The good news in all of this is that establishing branches of engineering isn’t trivial. It’s also not new. The first engineering schools were established in Paris with the École Polytechnique, at Stanford with computer science, and at the Wharton School of Business. So there are lots of ways of thinking about this – but we decided we should start with some questions. We think there are six big ideas that help you think about how to build those systems, how to regulate those systems, how to decommission those systems and how to operate safely with those systems.

First question is: is a cyber-physical system really autonomous, and if so what does that mean? How do you engineer it, how do you secure it? How do you regulate it? How do you think about what that means from a policy point of view? Not all autonomy is built the same way.

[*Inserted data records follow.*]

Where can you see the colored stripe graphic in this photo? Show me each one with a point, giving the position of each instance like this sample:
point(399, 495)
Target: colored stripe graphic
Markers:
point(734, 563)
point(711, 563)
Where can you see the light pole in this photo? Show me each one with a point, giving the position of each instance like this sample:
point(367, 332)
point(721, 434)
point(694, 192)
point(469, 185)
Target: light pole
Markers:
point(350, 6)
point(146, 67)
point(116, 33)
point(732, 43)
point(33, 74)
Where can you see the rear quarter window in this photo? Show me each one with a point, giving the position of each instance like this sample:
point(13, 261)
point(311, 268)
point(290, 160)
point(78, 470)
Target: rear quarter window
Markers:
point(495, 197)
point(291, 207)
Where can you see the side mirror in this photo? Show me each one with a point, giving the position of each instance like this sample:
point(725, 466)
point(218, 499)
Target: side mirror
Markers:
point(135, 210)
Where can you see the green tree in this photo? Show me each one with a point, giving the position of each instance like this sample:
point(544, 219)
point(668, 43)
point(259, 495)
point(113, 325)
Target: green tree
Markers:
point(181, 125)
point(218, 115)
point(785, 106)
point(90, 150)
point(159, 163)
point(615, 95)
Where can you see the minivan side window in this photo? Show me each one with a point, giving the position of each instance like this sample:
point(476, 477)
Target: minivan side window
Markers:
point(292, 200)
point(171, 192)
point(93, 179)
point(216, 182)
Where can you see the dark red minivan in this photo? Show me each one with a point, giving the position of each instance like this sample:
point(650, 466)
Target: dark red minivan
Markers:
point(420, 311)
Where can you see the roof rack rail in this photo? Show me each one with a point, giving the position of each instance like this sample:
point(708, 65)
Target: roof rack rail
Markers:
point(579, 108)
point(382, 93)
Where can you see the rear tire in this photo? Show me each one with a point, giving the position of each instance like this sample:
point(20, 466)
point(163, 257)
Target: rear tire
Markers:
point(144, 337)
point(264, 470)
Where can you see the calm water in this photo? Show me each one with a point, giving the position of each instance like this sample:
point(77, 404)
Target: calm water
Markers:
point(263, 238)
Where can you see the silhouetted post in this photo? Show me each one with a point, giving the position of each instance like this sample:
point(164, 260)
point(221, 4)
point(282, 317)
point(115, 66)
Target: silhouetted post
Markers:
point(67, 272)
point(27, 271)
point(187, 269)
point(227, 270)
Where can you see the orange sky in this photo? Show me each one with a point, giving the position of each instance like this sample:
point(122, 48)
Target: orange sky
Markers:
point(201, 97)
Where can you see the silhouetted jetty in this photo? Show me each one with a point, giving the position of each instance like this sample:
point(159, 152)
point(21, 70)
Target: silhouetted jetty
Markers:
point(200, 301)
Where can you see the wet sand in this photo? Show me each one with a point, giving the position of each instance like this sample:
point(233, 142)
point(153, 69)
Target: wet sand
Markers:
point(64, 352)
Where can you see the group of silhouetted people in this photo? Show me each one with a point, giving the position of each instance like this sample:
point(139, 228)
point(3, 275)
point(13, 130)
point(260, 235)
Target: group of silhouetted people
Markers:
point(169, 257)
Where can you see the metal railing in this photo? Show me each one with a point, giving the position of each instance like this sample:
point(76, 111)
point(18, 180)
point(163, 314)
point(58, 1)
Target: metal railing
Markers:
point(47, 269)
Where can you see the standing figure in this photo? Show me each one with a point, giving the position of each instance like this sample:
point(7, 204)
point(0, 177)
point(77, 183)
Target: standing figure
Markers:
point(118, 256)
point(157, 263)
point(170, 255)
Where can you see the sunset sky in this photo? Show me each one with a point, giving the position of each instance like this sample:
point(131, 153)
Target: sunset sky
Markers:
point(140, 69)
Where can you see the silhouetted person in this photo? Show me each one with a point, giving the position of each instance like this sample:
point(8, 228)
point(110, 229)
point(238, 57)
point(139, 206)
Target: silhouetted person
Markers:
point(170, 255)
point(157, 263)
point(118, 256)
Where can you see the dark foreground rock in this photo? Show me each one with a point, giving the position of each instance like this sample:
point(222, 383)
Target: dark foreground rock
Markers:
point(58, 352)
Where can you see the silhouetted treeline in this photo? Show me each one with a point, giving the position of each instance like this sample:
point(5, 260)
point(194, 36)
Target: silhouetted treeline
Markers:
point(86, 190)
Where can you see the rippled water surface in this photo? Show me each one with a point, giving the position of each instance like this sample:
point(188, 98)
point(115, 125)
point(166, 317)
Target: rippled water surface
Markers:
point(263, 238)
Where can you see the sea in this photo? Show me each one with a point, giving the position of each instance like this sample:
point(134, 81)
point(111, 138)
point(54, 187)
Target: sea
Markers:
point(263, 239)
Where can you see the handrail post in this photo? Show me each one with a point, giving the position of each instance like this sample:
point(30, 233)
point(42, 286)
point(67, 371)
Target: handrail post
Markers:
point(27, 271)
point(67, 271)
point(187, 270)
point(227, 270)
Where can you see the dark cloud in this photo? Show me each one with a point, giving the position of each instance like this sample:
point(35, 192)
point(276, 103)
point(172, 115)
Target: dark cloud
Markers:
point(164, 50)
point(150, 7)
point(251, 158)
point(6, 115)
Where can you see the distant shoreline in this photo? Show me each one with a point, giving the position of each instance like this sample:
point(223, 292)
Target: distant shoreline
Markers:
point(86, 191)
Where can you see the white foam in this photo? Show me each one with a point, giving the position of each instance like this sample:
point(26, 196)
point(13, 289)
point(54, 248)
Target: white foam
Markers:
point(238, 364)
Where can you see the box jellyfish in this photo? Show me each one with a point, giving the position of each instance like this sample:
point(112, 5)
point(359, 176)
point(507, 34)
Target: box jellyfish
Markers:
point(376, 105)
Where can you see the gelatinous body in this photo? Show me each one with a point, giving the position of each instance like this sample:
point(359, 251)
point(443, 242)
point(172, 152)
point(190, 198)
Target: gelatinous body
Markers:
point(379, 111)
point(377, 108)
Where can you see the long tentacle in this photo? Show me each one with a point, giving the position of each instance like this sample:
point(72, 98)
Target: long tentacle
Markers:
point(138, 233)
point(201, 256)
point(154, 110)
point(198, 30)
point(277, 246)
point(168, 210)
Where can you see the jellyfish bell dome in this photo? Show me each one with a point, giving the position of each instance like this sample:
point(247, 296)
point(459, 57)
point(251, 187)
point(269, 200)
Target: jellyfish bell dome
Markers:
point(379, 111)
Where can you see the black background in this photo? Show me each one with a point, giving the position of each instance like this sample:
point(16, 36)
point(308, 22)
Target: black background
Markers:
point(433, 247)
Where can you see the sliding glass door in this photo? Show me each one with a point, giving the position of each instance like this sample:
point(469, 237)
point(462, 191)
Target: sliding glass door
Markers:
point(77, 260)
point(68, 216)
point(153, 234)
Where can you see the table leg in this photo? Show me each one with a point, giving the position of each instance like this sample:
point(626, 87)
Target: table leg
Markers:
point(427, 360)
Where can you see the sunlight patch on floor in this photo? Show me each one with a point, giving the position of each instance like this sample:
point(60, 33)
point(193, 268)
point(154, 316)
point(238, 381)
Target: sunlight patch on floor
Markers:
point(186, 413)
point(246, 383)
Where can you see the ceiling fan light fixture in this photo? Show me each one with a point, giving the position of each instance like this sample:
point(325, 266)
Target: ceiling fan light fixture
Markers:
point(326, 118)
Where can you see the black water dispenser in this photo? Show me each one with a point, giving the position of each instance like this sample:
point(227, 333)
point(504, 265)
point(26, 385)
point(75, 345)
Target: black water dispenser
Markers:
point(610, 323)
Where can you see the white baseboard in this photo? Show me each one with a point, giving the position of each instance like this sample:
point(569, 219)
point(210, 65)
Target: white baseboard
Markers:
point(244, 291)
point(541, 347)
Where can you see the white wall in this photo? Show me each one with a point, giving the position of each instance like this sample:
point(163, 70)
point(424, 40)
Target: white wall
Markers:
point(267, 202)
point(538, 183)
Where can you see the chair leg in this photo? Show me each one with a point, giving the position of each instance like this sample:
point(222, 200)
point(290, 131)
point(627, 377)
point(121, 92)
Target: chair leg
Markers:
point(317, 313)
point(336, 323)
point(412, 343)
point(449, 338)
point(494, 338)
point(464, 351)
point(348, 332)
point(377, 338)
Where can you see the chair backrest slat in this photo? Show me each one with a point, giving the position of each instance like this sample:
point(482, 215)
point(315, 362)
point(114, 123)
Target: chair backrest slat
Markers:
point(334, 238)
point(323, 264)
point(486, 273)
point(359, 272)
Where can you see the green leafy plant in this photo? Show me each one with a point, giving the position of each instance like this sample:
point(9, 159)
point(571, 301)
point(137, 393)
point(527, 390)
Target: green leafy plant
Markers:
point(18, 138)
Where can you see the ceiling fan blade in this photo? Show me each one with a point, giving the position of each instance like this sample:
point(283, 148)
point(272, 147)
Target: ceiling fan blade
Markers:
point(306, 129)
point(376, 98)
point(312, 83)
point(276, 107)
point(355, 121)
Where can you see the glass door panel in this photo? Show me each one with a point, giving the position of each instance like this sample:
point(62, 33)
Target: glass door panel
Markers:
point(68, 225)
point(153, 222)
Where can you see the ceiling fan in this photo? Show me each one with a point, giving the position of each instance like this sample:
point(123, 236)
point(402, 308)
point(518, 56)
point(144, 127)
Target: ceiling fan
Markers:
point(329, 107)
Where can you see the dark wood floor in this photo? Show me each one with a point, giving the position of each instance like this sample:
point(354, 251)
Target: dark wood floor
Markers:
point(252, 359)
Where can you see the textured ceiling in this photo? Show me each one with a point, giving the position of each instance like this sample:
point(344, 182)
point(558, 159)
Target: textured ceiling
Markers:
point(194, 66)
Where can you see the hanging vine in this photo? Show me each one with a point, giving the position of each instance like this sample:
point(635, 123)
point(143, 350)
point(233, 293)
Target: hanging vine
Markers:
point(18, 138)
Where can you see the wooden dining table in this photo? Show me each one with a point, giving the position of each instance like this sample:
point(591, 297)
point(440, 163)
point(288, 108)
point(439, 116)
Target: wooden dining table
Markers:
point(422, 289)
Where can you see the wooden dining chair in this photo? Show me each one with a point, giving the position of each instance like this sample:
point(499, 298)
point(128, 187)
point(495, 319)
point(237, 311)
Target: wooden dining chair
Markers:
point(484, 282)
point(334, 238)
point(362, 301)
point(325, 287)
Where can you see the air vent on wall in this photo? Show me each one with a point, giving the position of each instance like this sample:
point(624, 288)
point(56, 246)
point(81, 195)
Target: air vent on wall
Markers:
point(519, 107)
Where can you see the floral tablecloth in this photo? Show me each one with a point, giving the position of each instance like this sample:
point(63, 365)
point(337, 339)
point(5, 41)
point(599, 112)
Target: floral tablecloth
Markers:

How do you think about whether those systems have agency, or put another way, what are the controls and limits on those systems and where do they sit? Are they inside the systems or are they outside the systems? Are they software, or are they hardware?

Second, who gets to activate them and under what circumstances, and how do you secure them? How do you evolve them over time? Because surely those systems will change over time – think back to the steam engines.

The third set of questions has to do with assurance. How do you know if the system is safe, reliable and trustworthy? How do you configure risk and liability? How do you think about privacy and trust, manageability, explicability, legislation, ethics and standards?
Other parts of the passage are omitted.